JM: How do you respond to critics who accuse you and Amichai Lau-Lavie, your manager, of making light of traditional rituals and teachings?

HG: First of all, in the world today we have the problem of irrelevance about the way of the neshama, the way of the soul. I think, in my experience, that a little bit of irreverence is very good for battling irrelevance. Number two, humor is very important to touch the soul. People take religion so seriously. And I think — it’s a serious business, but a little bit of laughing, a little bit of smiling… You now how in the old days, you would always have the clown, the jester. The jester is the one who can tell the truth. I think it’s very inspiring. I mean, to fool around a little bit so you can get to the kernel of the truth underneath all the layers, the shells of the nut. That’s why I believe in a little bit of humor, a bit of levity. I am not making fun of the tradition, God forbid. Just a little bit of holy chutzpah.

JM: I think everyone is curious about your personal life. You claim to have been married in quick succession to three Gross brothers — Avraham, Yitz and Yaakov Gross — all of whom tragically passed away, correct?

HG: I didn’t have much luck with the Gross family, so then they started marrying me off to the cousins of the Grosses. What was his name, the fourth one — Yossele Gross. He was a tzadik also. It was with him that I really began living like a rebbetzin, not like a shlepper. This was in the early 1950s. Then we came to America. There was no hope in Hungary for us. The Hasidic Jews — tsk, it was over. Yossele Gross — we actually divorced, and then he died. (This was in New York.) And then my fifth husband, Duvid Gross — Duvid Gross, he was a character. He’s what you call an artiste. He was a Hasidic rebbe, he was very important in the Grossinger community, the Hungarian community. It was

a very small sect. But he was an artiste. The procreation mitzvah he wasn’t very good at. My third husband, Yakov, he was good at that one. Duvid, no. He’s the one we think was a homosexualist. He was a very nice man, a beautiful red beard. He taught me many important things, but not sexual pleasure….Then I married Moishe Gross. He was the one that even when he was alive, we called him the late Moishe Gross.

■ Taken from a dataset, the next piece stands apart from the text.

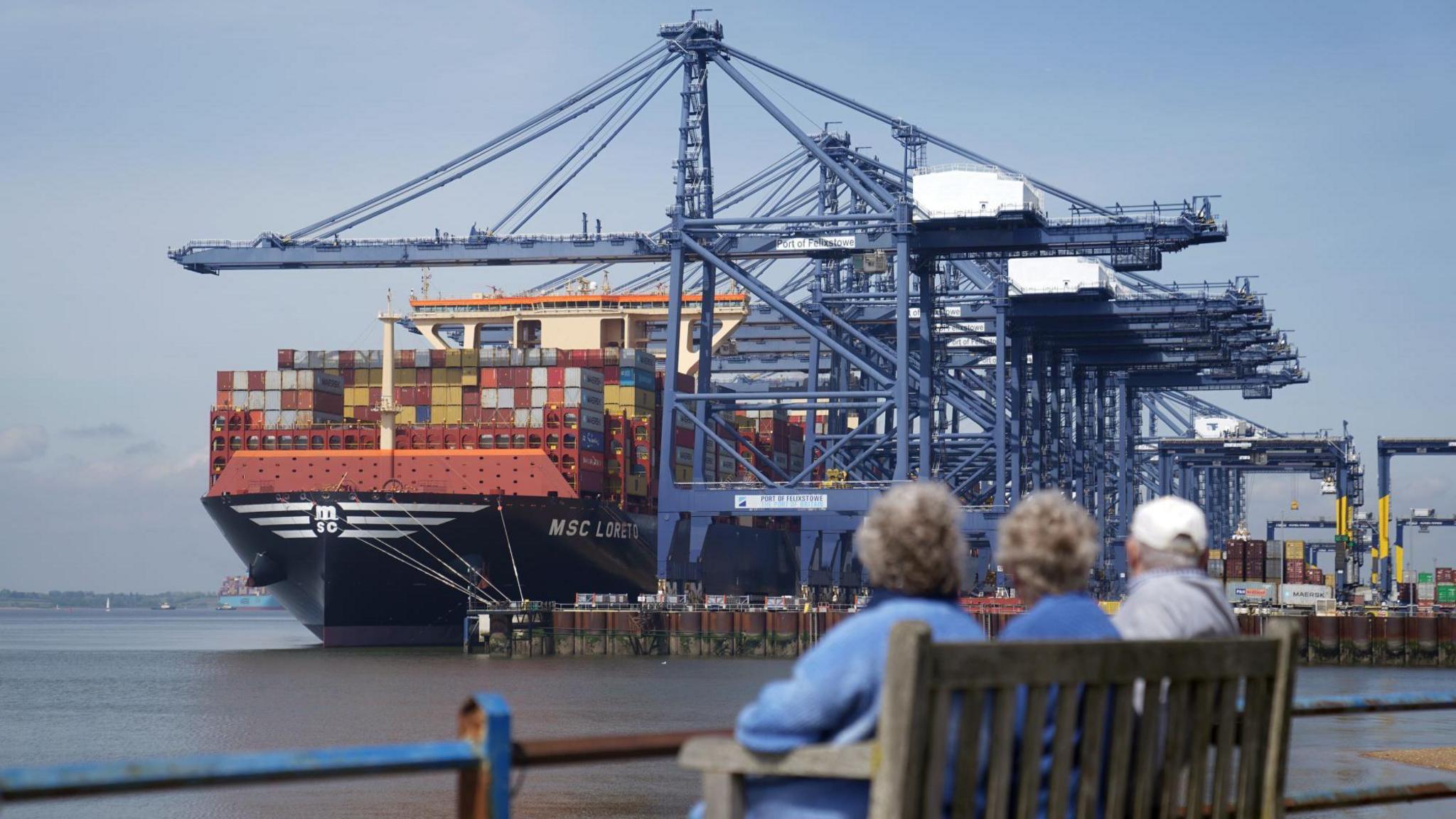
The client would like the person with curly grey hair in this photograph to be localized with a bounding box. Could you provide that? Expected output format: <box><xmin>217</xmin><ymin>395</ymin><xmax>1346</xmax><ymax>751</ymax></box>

JM: We are currently counting the Omer. Do you have any teachings for this time of year?

HG: The most important thing to say about the counting of the Omer is making every day count. We tend to live in an age of fast food, everything is quickly. I remember when I was very young, if you wanted to have an engagement of some kind, you would write a letter. And you would send the letter, in handwriting, maybe typed on machine, and then maybe a week, two weeks would happen, and then you would get the answer about the engagement. And then I remember in the 1980s, they invented the facscimilia machine. I remember a facsimilia came to me from Berlin, and they wanted answer within 24 hours. And now they have the email thing, and the Blueberry thing, what you call it, and instantly everyone they want an answer quickly. Counting of the Omer from one to 50, from the place of slavery to the place of revelation, reminds you to take it slowly, to make every day count.